В стихах Минского нет «правды», он «не жертвовал душой». «Почему имеют переходящее значение стихи Сергея Маковского, Рафаловича?  (Ответ патетически прост – потому что они были заурядными стихотворцами. Е.Т.). Разве они не искусны? Нет, просто они не откровенны, их авторы не жертвовали своей душой», тогда как «...великие произведения искусства выбираются историей лишь из числа произведений «исповеднического» характера» (т.5 стр. 278).
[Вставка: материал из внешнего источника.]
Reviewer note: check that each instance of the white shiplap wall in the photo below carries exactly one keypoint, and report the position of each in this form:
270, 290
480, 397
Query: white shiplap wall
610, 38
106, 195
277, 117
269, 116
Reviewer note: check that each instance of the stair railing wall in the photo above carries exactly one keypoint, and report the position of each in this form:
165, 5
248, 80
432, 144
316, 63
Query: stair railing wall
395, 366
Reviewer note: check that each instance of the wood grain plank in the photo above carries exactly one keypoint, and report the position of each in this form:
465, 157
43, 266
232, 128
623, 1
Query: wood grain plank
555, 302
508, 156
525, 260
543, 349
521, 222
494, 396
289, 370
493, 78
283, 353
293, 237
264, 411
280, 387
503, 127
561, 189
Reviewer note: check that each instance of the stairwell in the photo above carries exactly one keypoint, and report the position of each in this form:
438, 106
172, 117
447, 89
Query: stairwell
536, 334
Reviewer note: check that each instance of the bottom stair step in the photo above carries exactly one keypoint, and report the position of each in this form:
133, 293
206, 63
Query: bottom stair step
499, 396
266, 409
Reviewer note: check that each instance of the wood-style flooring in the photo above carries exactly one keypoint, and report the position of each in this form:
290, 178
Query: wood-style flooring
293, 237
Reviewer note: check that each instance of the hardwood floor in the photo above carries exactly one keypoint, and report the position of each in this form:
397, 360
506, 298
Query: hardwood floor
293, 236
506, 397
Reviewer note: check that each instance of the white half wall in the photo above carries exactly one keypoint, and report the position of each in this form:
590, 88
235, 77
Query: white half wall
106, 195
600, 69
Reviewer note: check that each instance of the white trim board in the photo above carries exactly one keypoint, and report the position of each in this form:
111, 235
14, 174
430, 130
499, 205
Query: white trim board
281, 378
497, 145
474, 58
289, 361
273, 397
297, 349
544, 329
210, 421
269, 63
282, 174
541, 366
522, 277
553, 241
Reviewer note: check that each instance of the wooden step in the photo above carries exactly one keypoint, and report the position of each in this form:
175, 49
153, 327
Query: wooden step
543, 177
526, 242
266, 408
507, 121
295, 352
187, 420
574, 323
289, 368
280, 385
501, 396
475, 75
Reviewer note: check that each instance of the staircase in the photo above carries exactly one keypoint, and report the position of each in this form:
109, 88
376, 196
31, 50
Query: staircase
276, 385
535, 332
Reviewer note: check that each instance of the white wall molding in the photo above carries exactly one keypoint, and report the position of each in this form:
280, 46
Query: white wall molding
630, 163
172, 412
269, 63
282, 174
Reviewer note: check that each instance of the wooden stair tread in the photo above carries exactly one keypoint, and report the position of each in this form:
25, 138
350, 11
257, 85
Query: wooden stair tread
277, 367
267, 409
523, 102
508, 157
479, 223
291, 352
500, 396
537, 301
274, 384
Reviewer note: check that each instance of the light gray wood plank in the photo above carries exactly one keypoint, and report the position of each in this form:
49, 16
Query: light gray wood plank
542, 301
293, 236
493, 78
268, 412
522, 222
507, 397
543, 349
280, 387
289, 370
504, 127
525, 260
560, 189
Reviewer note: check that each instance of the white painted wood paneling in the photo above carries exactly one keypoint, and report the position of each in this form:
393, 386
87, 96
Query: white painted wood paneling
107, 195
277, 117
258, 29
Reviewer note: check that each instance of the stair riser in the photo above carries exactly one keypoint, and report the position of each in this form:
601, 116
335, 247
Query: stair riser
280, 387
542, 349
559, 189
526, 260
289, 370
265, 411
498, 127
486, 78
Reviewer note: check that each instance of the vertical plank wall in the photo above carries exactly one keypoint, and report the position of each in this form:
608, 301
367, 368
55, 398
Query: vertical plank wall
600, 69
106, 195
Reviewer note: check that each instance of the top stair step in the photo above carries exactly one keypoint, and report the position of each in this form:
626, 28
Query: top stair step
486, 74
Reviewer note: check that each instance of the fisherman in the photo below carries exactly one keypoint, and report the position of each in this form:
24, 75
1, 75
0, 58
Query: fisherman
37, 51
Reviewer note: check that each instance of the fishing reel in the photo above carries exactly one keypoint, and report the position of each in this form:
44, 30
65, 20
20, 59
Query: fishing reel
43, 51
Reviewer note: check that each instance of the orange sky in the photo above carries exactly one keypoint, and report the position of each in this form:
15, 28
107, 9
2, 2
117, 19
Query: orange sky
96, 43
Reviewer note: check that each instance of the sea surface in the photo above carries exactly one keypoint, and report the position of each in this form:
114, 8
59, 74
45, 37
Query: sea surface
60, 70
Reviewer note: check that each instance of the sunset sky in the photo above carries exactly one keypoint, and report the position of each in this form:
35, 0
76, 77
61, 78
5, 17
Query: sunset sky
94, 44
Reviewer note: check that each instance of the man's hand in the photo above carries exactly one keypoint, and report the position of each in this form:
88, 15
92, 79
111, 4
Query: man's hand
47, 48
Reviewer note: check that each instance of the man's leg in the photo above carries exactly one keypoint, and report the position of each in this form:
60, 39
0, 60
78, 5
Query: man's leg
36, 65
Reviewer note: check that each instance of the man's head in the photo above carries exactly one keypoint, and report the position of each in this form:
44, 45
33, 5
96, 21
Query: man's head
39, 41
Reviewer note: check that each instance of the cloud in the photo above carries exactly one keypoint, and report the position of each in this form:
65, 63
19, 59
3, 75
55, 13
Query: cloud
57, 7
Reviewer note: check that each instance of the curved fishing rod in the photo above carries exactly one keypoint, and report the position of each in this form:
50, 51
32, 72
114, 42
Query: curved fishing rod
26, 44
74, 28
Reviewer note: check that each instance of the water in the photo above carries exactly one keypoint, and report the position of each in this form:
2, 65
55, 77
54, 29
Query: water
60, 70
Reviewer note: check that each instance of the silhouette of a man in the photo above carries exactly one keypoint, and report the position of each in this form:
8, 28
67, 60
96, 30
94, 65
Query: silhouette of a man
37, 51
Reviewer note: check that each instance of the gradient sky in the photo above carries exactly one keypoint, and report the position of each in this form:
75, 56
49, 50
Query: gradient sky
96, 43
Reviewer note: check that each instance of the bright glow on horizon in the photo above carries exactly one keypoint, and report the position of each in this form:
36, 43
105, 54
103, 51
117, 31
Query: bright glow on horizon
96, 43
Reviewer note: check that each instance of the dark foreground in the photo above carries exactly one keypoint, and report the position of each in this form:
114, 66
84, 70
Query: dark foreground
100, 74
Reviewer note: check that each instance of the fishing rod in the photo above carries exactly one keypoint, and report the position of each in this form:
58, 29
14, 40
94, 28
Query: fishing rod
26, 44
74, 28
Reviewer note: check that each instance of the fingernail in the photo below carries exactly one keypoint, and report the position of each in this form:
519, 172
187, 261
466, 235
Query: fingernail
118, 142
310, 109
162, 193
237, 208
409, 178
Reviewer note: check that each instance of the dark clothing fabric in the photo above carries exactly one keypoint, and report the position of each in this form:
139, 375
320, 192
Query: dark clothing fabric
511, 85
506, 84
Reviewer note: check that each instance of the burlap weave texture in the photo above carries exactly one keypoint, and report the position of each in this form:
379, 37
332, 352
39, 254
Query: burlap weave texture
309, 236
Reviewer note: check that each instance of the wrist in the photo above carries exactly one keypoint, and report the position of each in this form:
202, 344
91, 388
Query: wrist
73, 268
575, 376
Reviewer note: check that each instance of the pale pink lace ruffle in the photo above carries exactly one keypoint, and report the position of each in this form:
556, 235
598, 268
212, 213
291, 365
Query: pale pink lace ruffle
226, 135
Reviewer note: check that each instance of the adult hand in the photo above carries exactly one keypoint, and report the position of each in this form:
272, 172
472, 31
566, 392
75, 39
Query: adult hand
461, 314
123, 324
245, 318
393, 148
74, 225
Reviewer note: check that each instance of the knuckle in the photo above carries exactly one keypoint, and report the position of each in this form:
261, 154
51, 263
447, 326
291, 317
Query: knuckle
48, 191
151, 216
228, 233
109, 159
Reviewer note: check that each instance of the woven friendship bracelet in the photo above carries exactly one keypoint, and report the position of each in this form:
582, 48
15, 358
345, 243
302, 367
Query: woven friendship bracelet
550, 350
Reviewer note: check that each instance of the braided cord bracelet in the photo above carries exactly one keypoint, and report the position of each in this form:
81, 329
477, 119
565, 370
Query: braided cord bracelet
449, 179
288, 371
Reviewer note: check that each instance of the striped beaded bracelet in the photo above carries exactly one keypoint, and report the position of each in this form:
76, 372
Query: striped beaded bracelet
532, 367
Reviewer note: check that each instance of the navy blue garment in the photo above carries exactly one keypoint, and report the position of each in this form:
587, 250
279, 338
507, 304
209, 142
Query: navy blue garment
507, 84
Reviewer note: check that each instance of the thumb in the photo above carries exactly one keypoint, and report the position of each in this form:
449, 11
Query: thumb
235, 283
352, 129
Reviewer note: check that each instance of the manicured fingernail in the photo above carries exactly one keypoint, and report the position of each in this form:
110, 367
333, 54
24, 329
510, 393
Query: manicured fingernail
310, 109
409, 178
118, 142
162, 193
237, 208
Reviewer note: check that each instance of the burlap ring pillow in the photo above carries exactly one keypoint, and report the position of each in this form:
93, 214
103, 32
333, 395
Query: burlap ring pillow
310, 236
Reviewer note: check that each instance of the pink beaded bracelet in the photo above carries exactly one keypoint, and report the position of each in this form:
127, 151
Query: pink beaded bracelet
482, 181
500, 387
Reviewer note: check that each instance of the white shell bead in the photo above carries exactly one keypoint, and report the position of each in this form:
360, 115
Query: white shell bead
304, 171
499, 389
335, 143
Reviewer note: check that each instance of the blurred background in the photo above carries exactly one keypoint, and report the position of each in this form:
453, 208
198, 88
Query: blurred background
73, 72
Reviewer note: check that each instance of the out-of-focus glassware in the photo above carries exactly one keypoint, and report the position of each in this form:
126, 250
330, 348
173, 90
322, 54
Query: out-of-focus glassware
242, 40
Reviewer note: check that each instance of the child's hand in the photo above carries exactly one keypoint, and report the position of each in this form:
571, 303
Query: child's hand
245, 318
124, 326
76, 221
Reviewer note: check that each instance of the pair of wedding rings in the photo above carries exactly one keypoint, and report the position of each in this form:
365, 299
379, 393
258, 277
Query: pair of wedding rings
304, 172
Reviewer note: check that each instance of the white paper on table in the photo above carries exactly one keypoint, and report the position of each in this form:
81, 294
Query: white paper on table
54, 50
Если в творении есть « правда, будь она бедна, недолговечна, невсемирна, – правды Глеба Успенского, Надсона, Гаршина и еще меньшие, мы примем их с распростертыми объятиями».

По отношению к искусству это утверждение мне представляется более чем спорным. Исповедь – по крайней мере так, как воспринимал ее Блок – отсутствует почти во всех великих произведениях мировой литературы. Ее нет ни у Данте, ни у Шекспира, ни у Рабле, ни у Флобера, не говоря о Гомере и античных классиках. Присутствие «исповеди» даже может привести к тому, что произведение перестает быть высокой литературой (пример Толстого наиболее убедителен). Если понимать витиеватое выражение «жертвовали душой», как простую искренность, то и она отнюдь не гарантирует рождение литературного шедевра.

К тому же, в истории литературы не всякая исповедь – «исповедь души». Руссо или Мюссе прекрасно знали, что их «исповедания» зачастую были весьма далеки от действительности, еще дальше от правды. Но для Блока эта пресловутая исповедь означала прежде всего исповедь с необходимой идеологической окраской – имена Успенского, Надсона, Гаршина не случайны. И не случайно, что далее Блок приводит имя Леонида Андреева и его драму Жизнь Человека, «далеко стоящую от искусства», но идеологически близкую поэту.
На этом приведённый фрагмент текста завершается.